I’m not sure if independent car services are required to follow the same requirements, but according to TLC rules a taxi driver or company can be fined for charging a passenger more than the discounted E-Z Pass rate. Also, a minor nitpick, the discount for every tunnel in New York City, afaik, is actually $0.50.
Keeve and SuaSponte those are decent answers to my query. I am still not convinced that this is really a legitimate expenses to bill to the client.
I am not quite sure how your practice is run. Lawyers I am familiar with have a variety of things to do for different clients. It seems to me that the client should be not be billed extra just because the firm loads up the lawyers’ dockets with overtime just to keep up the billable hours. You bill the client for billable hours and expenses that relate to case not just because you want to have one guy do work for two clients.
Well, it’s legitimate because it is part of the bargained-for agreement between my firm and the client. It’s not hidden from the client in any way. It is simply part of the cost we charge a client, and the client is free to go to another firm, or to try to bargain away the car service expense.
Sua
i see no problem with this. the EZPass is just a product, purchased by a vender(the driver) at a discount and you (or your firm) are paying fair market value for it. the extra $1 is markup.
if you went to a supermarket and expected to pay only what they paid for a product, news! you leave empty handed!
if they tried to stick you for $4.00 for a toll, that would be a rip, but at $3.50, you are getting what you pay for, mainly a trip thru the toll plaza.
i’m sure it better than driving yourself around anyway! (me? i cant live without at least 4-5 cars and a handfull of motorcycles! closest thing to a toll we have in my neck of the woods is having to honk at the wildlife standing in the road to get it to move!)
FYI:
The EZPass discount is fifty cents and not one dollar for the tolls on the Tri-boro, Whitestone, Throgs Neck, Queens Midtown, Brookln Battery.
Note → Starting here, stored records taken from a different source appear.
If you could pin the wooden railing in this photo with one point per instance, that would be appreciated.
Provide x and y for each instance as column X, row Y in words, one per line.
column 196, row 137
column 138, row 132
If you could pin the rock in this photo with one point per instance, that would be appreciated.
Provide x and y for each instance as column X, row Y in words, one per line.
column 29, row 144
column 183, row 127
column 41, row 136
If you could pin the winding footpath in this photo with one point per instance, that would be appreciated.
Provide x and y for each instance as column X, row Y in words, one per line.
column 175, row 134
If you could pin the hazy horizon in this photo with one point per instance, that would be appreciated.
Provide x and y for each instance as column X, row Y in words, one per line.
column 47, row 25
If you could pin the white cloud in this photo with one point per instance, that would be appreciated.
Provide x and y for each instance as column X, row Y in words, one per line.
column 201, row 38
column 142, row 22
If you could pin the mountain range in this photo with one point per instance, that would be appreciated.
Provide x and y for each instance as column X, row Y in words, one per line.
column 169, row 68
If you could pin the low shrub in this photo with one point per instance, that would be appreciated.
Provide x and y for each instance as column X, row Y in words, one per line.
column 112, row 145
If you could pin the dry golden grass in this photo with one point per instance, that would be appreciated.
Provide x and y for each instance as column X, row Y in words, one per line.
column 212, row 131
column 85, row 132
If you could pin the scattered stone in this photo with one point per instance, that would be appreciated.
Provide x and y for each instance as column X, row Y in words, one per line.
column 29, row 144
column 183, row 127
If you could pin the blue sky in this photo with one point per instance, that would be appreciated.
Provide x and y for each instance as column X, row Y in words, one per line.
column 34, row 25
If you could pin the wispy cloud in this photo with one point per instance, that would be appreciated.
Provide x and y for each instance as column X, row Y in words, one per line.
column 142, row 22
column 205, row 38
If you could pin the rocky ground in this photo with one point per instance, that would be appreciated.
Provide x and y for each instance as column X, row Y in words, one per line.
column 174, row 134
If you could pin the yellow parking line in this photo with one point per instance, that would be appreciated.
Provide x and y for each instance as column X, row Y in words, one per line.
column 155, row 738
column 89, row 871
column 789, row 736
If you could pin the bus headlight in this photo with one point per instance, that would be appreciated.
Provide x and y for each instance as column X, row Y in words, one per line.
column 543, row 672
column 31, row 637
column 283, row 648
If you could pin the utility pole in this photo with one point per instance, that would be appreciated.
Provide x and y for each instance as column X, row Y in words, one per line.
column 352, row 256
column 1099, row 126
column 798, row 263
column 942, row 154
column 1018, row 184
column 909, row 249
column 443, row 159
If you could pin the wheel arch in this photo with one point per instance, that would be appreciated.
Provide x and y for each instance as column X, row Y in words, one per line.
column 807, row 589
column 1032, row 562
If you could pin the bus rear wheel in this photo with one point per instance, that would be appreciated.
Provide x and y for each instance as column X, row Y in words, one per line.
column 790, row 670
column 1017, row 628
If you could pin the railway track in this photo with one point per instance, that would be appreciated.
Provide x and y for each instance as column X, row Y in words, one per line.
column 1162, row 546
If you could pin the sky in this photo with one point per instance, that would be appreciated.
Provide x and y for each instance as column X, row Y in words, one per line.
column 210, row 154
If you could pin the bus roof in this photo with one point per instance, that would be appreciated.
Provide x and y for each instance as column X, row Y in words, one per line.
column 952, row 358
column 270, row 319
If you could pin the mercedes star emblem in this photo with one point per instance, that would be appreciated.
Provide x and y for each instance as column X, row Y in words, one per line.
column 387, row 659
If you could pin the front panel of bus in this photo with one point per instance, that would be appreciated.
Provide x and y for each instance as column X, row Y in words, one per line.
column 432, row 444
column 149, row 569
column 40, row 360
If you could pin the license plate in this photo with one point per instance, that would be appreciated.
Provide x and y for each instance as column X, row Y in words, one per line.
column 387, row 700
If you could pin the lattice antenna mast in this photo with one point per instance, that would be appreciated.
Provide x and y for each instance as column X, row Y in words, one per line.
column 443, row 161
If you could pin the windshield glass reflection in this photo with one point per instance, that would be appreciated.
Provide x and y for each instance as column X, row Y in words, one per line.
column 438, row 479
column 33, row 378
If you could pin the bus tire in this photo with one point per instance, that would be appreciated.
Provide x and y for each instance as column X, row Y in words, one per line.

You pay $3.00 with the tag, $3.50 without the tag.
I friend of mine took a cab from the Bronx to Queens, and was charged $7.00 extra for the toll i.e. going and coming, though the driver could opt to take a route without a toll on his way back to the city, if in fact that would have been the destination. The driver could have picked up a fare from Queens to Manhattan and that passenger would probably be charged $7.00 as well.
I don’t see what the ethical problem is. That the law firm bills out to clients is irrelevant, since the car company doesn’t have anything to do with that, the issue is between the law firm and car company. The car company has made a deal that you’ll pay a standard amount for bridge tolls, but has also made a deal with the bridge service to pay lower rates. As long as they are upfront about this (that is, they say ‘you’ll pay X to cross the bridge’ and not ‘you’ll pay what we pay to cross the bridge’), then they’ve simply entered into a contract. The law firm may want to renegotiate the contract, but I really don’t see anything unethical about the situation.